Sitzen die Grundrechnungsarten? Wie gut verstehen die Kinder naturwissenschaftliche Zusammenhänge? Bekommen alle ausreichend Unterstützung? Antworten auf diese Fragen lassen sich aus der aktuellsten internationalen Bildungsstudie TIMSS („Trends in International Mathematics and Science Study“) herauslesen, die heute, am 8. Dezember 2020, präsentiert werden. Heike Wendt, Professorin für empirische Bildungsforschung an der Universität Graz, hat an dieser Untersuchung mitgearbeitet und zieht Schlussfolgerungen aus den Ergebnissen: „Die österreichischen Kinder haben in Mathematik deutlich besser abgeschnitten als bei der letzten Teilnahme im Jahr 2011. Diese Qualitätssteigerung geht allerdings auf Kosten der naturwissenschaftlichen Kompetenzen. Auch in Sachen Bildungsgerechtigkeit hat sich nichts getan.“
Tiefere Gräben
Die Erhebung wurde noch vor der Corona-Pandemie durchgeführt. Es ist also davon auszugehen, dass das Homeschooling die Mängel im Sachwissen sowie den Rückstand für benachteiligte soziale Schichten noch verstärkt. „Es ist natürlich erfreulich, dass die Einführung von Bildungsstandards und der Fokus auf die Grundkompetenzen in Mathematik Wirkung gezeigt haben. Allerdings darf man dabei wichtige Themen im Sachunterricht nicht aus den Augen verlieren“, betont Wendt. Gerade in Pandemie-Zeiten wäre es notwendig, dass die Kinder die Natur, die Gesellschaft sowie Gesundheitsthemen in wesentlichen Zusammenhängen verstehen. „Nur so können sie auch ihre unmittelbare Umwelt eigenständig reflektieren und bewerten“, erklärt die Forscherin.

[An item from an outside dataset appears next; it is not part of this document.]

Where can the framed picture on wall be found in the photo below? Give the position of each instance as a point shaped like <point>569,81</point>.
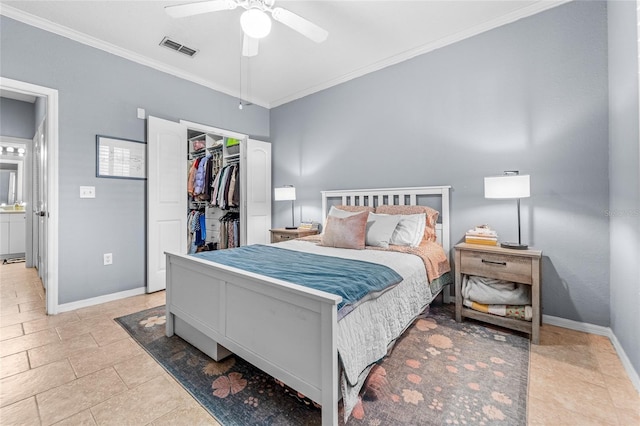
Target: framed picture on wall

Was das Thema Bildungsgerechtigkeit anbelangt, zeigt sich Wendt ernüchtert: „Wir bewegen uns seit 15 Jahren nicht vom Fleck, obwohl hinlänglich bekannt ist, wie man soziale Unterschiede ausgleichen könnte.“ Das wären individualisiertes Lernen, zusätzliche Angebote für die betroffenen SchülerInnen, personelle Unterstützung in heterogenen Klassen und letztlich ein Schulsystem, das Schwächere – allen voran Kinder von ZuwanderInnen – besser fördert. „Die klassische Halbtagsgrundschule baut auf die Unterstützung durch die Eltern zu Hause. Gleichzeitig bleiben viele Freizeitaktivitäten finanzkräftigeren Familien vorbehalten, was die soziale Teilhabe der ohnehin schon Benachteiligten weiter erschwert“, kritisiert die Wissenschafterin.
Hintergrund-Gespräch
In einem Online-Vortrag am 9. Dezember 2020 um 17.30 Uhr erläutert Wendt die Ergebnisse der Bildungsstudie und steht auch für Fragen zur Verfügung.
Die Studie
TIMSS ist neben der Lese-Erhebung PIRLS die wichtigste internationale Untersuchung in den Grundschulen – analog zur PISA-Studie, an der 15-Jährige teilnehmen. „Solche Qualitätskontrollen schon bei Neun- bis Zehnjährigen sind sinnvoll, weil Kinder fehlende Grundkompetenzen später nur noch selten aufholen können und dann häufig einen besonders schweren Einstieg ins Berufsleben haben“, urteilt Wendt. TIMSS wird im Vierjahresrhythmus durchgeführt, an der aktuellen Erhebung nahmen 55 Länder teil.